Behavioural characterization

Mice locomotion and anxiety were evaluated by the open field test and the elevated plus maze, respectively, after the development of obesity and pre-diabetes and following both acute and subchronic administration of LH-21 to these mice. Indeed, these behavioural tests were conducted in naïve healthy mice (12 weeks old) acutely injected with LH-21 and the GPR55 antagonist CID16020046. The GPR55 antagonist was i.p. injected 15 min before LH-21 injections. Testing took place between 10:00 and 17:00 hours, with equal distribution of testing for control and obese mice throughout the day. The animals were kept in the test room for 30 min prior to the start of the experiments to normalize them to their new environment. For the open field test, each mouse was placed in a dimly illuminated observation cage (109 × 49 × 49 cm) with a clear front panel. Activity in the open field maze was tracked using a digital video camera coupled to the SMART software (PANLAB, Barcelona, Spain). The maze is virtually divided into two areas, centre and perimeter; we recorded the time spent in each area during 10 min periods as well as the number of crosses between areas and the total distance travelled. For the elevated plus maze test each mouse was placed in the central square (5 × 5 cm) facing an open arm, and allowed to explore the maze for 5 min, during which time a video tracking system recorded its behavior. The following variables were analysed: time spent in the open arms, closed arms and central square; open-arm entries and closed-arm entries (both the absolute number and as a percentage of total arm entries) and distance travelled in open arms and closed arms. The maze was thoroughly cleaned with a dry cloth between sessions.

Data analysis

Data are expressed as mean ± standard error of the mean (SEM).
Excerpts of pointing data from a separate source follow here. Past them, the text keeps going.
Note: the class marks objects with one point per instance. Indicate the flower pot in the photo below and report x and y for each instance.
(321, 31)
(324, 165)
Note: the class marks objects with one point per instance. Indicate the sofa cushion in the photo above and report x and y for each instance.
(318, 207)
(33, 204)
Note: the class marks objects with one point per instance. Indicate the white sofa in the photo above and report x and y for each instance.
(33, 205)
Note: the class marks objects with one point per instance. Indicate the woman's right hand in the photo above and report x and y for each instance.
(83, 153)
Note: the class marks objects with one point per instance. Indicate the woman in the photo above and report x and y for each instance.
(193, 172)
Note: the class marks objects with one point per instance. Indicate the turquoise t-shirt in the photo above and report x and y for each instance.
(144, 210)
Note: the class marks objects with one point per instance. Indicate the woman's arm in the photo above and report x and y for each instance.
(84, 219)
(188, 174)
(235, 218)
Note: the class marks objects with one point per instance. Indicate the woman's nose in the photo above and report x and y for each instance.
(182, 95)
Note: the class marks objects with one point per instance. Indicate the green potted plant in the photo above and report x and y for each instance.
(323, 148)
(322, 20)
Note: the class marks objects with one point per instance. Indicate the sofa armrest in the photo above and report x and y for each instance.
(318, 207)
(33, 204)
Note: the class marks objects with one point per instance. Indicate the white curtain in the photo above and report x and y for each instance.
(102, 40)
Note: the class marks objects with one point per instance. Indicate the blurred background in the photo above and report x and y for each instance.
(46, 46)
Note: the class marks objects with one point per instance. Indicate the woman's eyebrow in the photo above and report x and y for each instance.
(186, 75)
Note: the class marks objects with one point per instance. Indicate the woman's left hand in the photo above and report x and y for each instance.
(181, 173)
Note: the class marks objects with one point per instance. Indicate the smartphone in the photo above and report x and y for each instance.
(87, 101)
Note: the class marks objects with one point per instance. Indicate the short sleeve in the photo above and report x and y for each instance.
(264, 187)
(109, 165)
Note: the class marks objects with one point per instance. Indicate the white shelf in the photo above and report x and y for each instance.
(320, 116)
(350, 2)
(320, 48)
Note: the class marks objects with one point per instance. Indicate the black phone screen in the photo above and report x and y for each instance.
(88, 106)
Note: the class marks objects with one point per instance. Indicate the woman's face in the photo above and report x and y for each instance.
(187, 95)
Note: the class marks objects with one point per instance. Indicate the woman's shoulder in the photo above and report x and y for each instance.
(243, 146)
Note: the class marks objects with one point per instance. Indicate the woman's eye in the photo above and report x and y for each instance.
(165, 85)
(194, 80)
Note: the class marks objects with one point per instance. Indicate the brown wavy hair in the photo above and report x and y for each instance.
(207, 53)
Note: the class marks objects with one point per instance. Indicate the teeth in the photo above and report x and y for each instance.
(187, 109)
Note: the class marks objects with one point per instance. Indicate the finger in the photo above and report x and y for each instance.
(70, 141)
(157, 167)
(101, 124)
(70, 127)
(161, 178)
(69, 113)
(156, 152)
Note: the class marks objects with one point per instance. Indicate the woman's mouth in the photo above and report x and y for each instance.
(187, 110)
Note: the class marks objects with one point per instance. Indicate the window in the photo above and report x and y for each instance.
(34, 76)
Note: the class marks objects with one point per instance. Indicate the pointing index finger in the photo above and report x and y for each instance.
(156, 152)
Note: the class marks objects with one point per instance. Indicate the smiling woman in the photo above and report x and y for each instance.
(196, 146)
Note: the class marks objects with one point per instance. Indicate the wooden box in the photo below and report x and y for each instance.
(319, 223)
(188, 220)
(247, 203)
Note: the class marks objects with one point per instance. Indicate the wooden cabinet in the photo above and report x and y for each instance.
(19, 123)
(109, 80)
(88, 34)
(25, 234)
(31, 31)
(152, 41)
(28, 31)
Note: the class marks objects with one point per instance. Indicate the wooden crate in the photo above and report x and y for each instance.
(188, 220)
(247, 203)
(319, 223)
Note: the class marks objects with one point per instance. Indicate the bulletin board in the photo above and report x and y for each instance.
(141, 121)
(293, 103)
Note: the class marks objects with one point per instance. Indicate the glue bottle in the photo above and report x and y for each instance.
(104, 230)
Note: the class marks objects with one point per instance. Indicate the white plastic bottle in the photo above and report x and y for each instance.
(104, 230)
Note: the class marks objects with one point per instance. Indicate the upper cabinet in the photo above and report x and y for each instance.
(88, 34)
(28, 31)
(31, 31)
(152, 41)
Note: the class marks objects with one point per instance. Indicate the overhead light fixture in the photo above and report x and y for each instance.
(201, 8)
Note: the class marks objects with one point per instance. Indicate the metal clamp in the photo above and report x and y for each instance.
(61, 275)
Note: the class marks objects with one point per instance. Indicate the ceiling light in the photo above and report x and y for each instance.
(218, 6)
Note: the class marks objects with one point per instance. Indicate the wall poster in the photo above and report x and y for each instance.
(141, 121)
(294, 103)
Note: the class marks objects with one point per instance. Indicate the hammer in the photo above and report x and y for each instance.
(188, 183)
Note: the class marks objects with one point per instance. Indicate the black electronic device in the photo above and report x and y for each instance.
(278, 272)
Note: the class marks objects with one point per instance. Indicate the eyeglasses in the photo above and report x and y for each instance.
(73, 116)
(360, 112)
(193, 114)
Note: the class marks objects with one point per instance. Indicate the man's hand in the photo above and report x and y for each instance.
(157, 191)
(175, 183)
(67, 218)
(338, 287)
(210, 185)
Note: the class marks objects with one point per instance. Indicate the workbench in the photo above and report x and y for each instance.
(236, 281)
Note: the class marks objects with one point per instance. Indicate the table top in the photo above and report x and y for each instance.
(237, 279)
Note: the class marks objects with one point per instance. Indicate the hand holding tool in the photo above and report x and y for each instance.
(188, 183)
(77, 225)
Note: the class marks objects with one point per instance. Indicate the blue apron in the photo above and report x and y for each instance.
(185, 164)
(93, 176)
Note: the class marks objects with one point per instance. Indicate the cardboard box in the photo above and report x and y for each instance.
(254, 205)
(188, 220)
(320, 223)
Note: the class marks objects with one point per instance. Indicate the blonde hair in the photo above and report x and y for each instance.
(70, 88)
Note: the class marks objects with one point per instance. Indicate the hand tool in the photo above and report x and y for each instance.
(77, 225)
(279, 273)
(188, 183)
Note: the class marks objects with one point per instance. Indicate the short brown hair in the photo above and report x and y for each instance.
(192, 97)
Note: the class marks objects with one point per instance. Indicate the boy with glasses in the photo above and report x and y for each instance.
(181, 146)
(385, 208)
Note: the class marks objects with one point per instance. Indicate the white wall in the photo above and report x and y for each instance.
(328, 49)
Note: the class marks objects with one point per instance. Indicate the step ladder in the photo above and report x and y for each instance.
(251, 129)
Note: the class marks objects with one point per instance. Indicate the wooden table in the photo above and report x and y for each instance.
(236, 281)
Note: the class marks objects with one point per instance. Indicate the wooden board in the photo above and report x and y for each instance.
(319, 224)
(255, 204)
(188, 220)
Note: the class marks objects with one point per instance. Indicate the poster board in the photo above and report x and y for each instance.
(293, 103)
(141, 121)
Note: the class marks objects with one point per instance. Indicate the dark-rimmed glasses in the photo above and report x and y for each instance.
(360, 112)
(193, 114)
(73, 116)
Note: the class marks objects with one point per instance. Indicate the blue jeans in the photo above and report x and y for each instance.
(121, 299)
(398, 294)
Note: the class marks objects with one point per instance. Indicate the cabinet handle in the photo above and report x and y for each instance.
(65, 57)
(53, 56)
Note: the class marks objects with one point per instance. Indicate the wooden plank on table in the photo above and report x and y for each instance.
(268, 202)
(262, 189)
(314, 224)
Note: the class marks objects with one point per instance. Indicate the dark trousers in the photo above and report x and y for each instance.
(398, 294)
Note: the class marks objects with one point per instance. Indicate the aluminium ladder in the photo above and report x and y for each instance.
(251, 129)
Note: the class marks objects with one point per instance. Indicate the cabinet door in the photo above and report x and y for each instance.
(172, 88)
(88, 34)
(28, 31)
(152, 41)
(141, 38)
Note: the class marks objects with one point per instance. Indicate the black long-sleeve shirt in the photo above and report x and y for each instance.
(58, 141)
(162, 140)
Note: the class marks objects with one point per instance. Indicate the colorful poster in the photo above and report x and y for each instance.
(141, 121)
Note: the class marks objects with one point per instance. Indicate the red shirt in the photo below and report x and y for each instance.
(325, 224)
The symmetry of the data was tested by Kolmogorov-Smirnov and Shapiro-Wilk normality tests. The statistical significance of differences in mean values was assessed by unpaired Student’s t-test or analysis of variance (ANOVA), as appropriate for parametric data. Statistical analysis was performed with GraphPad Prism (GraphPad Software, Inc., La Jolla, CA, USA). A p-value < 0.05 was considered significant.